Er zijn van die oude verhalen die om de een of andere reden altijd populair blijven. In de originele versie voor de echte liefhebbers; aangepast aan de moderne tijd voor lezers die het vooral om het verhaal te doen is. Dus zijn er legio schrijvers die zich op het hervertellen ervan toeleggen. Maar de ene bewerker is de andere niet. We zien dat bij kinderbijbels, die, zoals we allemaal weten, in taalgebruik en verteltrant enorm kunnen verschillen. We zien het ook bij oude niet-bijbelse verhalen of legenden.
De Engelse auteur Kevin Crossley-Holland heeft voor een wel heel bijzondere manier gekozen om het oude verhaal van koning Arthur (in drie kloeke boekdelen) te hervertellen. De dertienjarige Arthur krijgt van tovenaar Merlijn een wonderlijke steen, zo lezen we in het eerste deel "Arthur - de zienersteen". Het wonderlijke van deze "obsidiaan" is dat Arthur daarin zijn eigen leven, verleden en toekomst, weerspiegeld ziet. "Soms is mijn leven een echo van wat er in de steen gebeurt, en soms is het andersom. Maar mijn steen laat me ook mensen en plaatsen zien die ik helemaal niet ken."
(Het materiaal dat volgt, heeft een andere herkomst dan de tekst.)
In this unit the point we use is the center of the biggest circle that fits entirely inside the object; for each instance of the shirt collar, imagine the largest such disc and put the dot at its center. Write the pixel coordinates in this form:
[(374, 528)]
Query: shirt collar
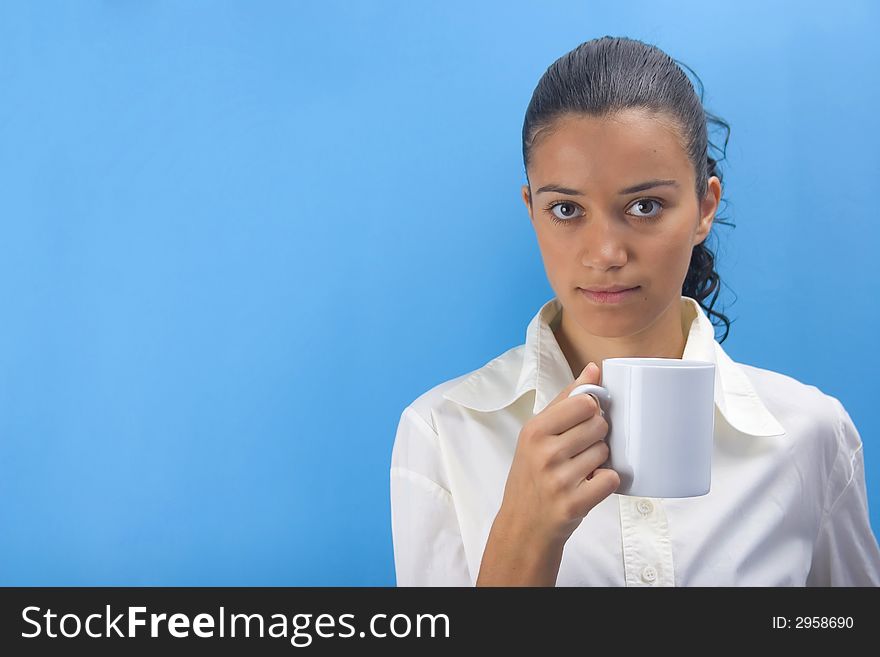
[(543, 368)]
Eerst heeft hij helemaal niet door dat het in die steen om hemzelf gaat in plaats van om een ander jongetje, dat toevallig ook Arthur heet. Het dringt pas echt tot hem door als hij in de steen ziet hoe een man met een kap (Merlijn, zo blijkt) hem bij zijn pleegvader brengt. "U moet hem opvoeden als uw eigen zoon. Laat hem Arthur dopen, maar tot het eind van deze eeuw mag u hem niet vertellen dat hij uw pleegkind is."
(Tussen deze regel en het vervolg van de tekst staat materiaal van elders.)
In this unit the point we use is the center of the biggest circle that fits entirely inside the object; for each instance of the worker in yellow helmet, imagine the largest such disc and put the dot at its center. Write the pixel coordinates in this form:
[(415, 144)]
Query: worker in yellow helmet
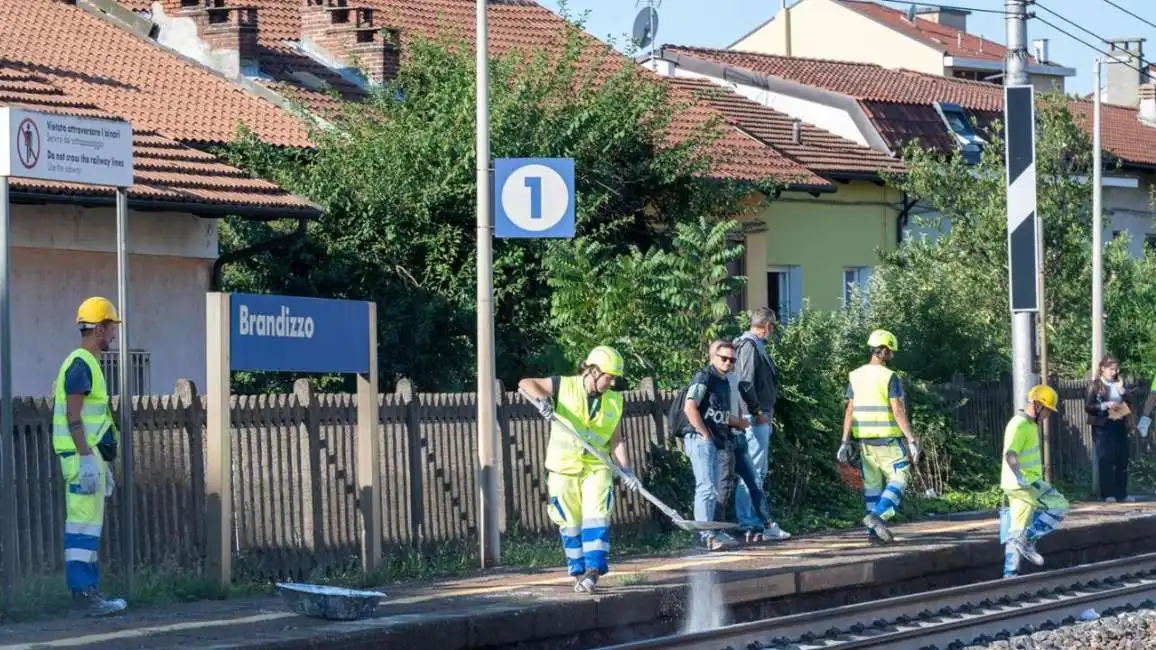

De auteur vertelt het verhaal in precies honderd korte, soms flitsende hoofdstukjes, zonder dat er daardoor een hinderlijke verbrokkeling ontstaat. Zo maken we ruim kennis met hof- en landleven in het Engeland van omstreeks 1200. Wat Arthur aan het eind van het boek over zichzelf zegt, geldt voor iedere aandachtige lezer: "Mijn steen heeft me vechtende draken laten zien, vurige hartstocht, toverij, strijd, wijze woorden, boze plannen, goedheid en wreedheid. Hij laat me het beste en het slechtste zien, goed en fout." En hij voegt eraan toe: "en ik ben er een deel van."
N.a.v. "Arthur - de zienersteen", door Kevin Crossley-Holland, vert. Tjalling Bos; uitg. Lemniscaat, Rotterdam, 2001; ISBN 90 5637 3706; 327 blz.